I love getting my hands on old things. Vintage vinyl and magazines are such wonderful sources for a glimpse into life in the past. Forget stuffy analysis from experts or people’s unreliable memories; if you want to know how things really were just stick on an old LP and flip over a publication from before you were born. Time machine time!

Things I’ve been able to discern from reading a 1961-published, American magazine aimed at adult men (yeah, you know the sort) is that:

  • jokes back then were just dreadful,
  • stories back then were mind-numbingly dull, but
  • women had curves in all the right places (yay!), and
  • magazine adverts were simply wonderful.


A vacuum pump to remove blackheads! It’s a bloody vacuum pump to remove blackheads! And you wonder why Americans are all so beautiful now? It’s because they had vacuum pumps to remove blackheads people!


The Korean war was particularly harsh on the number of blacksmiths in America and this advert was just one prong of the fork that aimed to poke the art of blacksmithery back into the nation’s forefront. Does that sentence even make any sense? Thoughts of blacksmithing are confusing my brain!


A rare example of a rival to Disney trying to get its foot in the door but here we can clearly see a fatal mistake in the advertising process: don’t give away your best example of cartoonery for everyone to see! Old Walt didn’t like what he saw and the originator of this ad was never heard from again.


Without this advert we would have no Columbo.
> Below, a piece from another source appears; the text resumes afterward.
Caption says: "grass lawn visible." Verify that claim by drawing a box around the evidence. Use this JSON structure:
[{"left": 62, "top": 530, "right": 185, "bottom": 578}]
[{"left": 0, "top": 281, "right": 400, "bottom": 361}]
That’s right.


Relieves drunkenness in five days? How drunk would you have to have been? I mean, it takes me a little longer than it used to but I’m still pretty much back to normal in under 18 hours. Either there was a lot of alcohol consumption back then or Americans were quite wimpy when it came to drinking. I’ve been to America and drunk their beers. I think it’s the latter one.


The first rule in deciding whether to response to an advert claiming to improve your English is checking to see whether it conforms to good English. I found this ad to be very, ahem, entertaing. Do you see what I did there? Well, you probably need to have pretty decent English to spot it in the first place to be honest.


A new way of prayer! This way of prayer proved to be far more effective than the other way of prayer which – as you may remember from school history lessons – didn’t help anybody ever and so was introduced into churches and schools and public buildings (to hell with that pesky Constitution!) and has made America the healthy, affluent, jobs-for-everyone paradise it is today.


Most of these lessons revolve around trying to pronounce Eugene Feuchtinger.


If you’re wondering just when it was that the grapho analysis really took off then wonder no more! It was 1961! Sadly, the science of analysing handwriting to detect when people had impure thoughts about hernias was hit hard by the advent of computing and nowadays the only analysis any of the remaining nine grapho analysts can give is that nobody knows how to write very well any longer.


Most of that gamut of subjects covered by this ad for happiness in marriage I think we can all guess already as they’re all firmly established as norms of American culture now: birth comes from having sex during marriage; nobody has sex with adolescents anymore because they’re just not that good at it; marriage is that thing you do before you have sex; sexual aberration and disease is a polite way of saying that fingering a penguin can lead to scabies. But rejuvenation is a bit of a puzzle, though. Of all the things to lose, why did it have to be that? The penguin one would have been a much better one to forget.